I sat through pitches by some seven agencies—from New York, S.F., Boston and Atlanta. One thing that stuck out for me was the over-reliance on…well…advertising. In both cases, the client, and the brand, clearly suffered from poor word of mouth. The spec ads that were pitched in most cases were wallpaper. That was my take anyway.
I’m continually shocked by advertisers and agencies that are afraid to say something that is apt to actually get the attention of the consumer. Sure, you want to have product attributes in the ad. But there is nothing that says you can’t convey the information in a way that will create some buzz, some word of mouth chatter. God Bless TiVo.
It’s actually getting hard to write about advertising, because most of its still so awful that I don’t see it. I began watching Gordon Ramsay’s Kitchen Nightmares last night in my usual manner—taped and 20 minutes into the broadcast so I can blow through the ads. What did I do with the time? I went on Facebook and made my two Scrabble moves in the two games I am playing with friends online.

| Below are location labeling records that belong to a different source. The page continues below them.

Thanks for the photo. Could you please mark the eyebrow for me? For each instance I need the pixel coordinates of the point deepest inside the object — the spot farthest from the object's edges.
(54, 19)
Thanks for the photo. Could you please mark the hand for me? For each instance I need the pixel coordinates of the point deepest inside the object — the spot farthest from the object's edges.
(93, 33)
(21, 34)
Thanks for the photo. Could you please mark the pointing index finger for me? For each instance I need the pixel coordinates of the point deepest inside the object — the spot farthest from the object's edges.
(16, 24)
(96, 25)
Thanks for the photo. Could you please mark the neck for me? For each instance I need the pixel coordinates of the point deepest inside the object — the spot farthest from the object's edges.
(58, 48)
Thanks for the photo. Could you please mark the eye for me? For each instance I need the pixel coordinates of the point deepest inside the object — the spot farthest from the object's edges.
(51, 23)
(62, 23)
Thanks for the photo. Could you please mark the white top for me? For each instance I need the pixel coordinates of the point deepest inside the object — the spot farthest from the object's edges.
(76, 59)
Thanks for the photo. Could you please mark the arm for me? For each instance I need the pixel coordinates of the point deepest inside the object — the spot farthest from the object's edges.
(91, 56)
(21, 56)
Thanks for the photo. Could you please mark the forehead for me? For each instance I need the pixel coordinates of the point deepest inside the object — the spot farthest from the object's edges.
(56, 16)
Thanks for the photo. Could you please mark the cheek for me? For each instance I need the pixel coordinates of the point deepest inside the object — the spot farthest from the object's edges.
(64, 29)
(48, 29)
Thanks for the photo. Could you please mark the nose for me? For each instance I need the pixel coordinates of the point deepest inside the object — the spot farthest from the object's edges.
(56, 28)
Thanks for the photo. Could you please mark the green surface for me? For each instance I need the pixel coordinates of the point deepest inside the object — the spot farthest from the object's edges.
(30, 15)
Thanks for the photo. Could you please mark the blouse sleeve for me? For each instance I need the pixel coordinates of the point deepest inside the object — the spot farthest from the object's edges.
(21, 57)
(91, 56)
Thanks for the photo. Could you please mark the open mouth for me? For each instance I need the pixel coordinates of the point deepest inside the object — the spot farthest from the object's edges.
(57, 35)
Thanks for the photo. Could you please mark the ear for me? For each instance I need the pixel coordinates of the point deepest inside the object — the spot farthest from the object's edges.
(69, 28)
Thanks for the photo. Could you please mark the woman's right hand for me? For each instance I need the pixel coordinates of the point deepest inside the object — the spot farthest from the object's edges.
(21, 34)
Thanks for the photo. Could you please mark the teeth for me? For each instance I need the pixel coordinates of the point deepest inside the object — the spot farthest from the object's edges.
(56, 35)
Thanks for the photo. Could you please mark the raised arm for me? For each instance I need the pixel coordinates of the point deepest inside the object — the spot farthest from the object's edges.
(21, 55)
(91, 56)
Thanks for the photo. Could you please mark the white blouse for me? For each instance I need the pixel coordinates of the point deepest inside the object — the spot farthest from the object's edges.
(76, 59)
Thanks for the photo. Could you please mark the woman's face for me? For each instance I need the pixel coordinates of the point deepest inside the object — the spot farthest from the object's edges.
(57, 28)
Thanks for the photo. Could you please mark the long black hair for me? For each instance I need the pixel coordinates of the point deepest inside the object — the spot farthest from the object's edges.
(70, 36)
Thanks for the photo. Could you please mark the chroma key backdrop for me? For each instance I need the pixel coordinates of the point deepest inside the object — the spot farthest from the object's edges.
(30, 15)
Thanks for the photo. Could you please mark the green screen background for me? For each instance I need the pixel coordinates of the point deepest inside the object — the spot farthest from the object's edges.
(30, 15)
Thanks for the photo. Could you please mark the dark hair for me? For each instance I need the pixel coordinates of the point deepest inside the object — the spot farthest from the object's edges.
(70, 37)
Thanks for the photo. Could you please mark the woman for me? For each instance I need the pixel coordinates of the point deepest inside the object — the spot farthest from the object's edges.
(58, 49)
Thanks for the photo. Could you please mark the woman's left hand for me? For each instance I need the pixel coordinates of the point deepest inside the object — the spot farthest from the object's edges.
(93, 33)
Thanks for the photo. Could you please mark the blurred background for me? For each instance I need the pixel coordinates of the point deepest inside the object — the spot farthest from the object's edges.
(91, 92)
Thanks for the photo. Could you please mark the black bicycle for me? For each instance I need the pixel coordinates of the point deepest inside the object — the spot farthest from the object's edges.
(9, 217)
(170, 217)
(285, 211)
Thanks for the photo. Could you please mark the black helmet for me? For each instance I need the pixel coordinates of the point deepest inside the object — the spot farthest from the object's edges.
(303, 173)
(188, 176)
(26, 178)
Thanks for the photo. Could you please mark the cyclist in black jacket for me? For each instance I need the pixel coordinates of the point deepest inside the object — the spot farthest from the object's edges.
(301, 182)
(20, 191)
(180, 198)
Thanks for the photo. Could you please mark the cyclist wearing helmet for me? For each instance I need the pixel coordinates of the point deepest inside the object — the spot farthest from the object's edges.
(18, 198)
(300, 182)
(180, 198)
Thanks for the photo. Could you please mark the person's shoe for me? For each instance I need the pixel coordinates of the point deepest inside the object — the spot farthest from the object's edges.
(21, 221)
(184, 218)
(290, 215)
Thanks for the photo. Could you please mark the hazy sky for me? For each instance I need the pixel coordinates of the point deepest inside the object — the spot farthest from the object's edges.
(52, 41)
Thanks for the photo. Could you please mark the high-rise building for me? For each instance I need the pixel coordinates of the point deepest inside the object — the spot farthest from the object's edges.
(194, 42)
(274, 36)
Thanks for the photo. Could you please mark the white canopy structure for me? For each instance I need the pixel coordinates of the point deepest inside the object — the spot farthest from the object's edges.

Marketers spent an eestimated $1 billion on word-of-mouth measures in 2006, according to PQ Media, which is presenting its findings at the Word of Mouth conference in Las Vegas this week. The level of spend is expected to reach almost $4 billion in 2011.
Spending is defined by PQ Media as media “supported by research and technology that encourages consumers to dialogue about products and services.”
A Nielsen survey of over 26,000 people found that nearly 78% of respondents trusted “recommendations from consumers,” a total 15% higher than the second-most credible source, newspapers.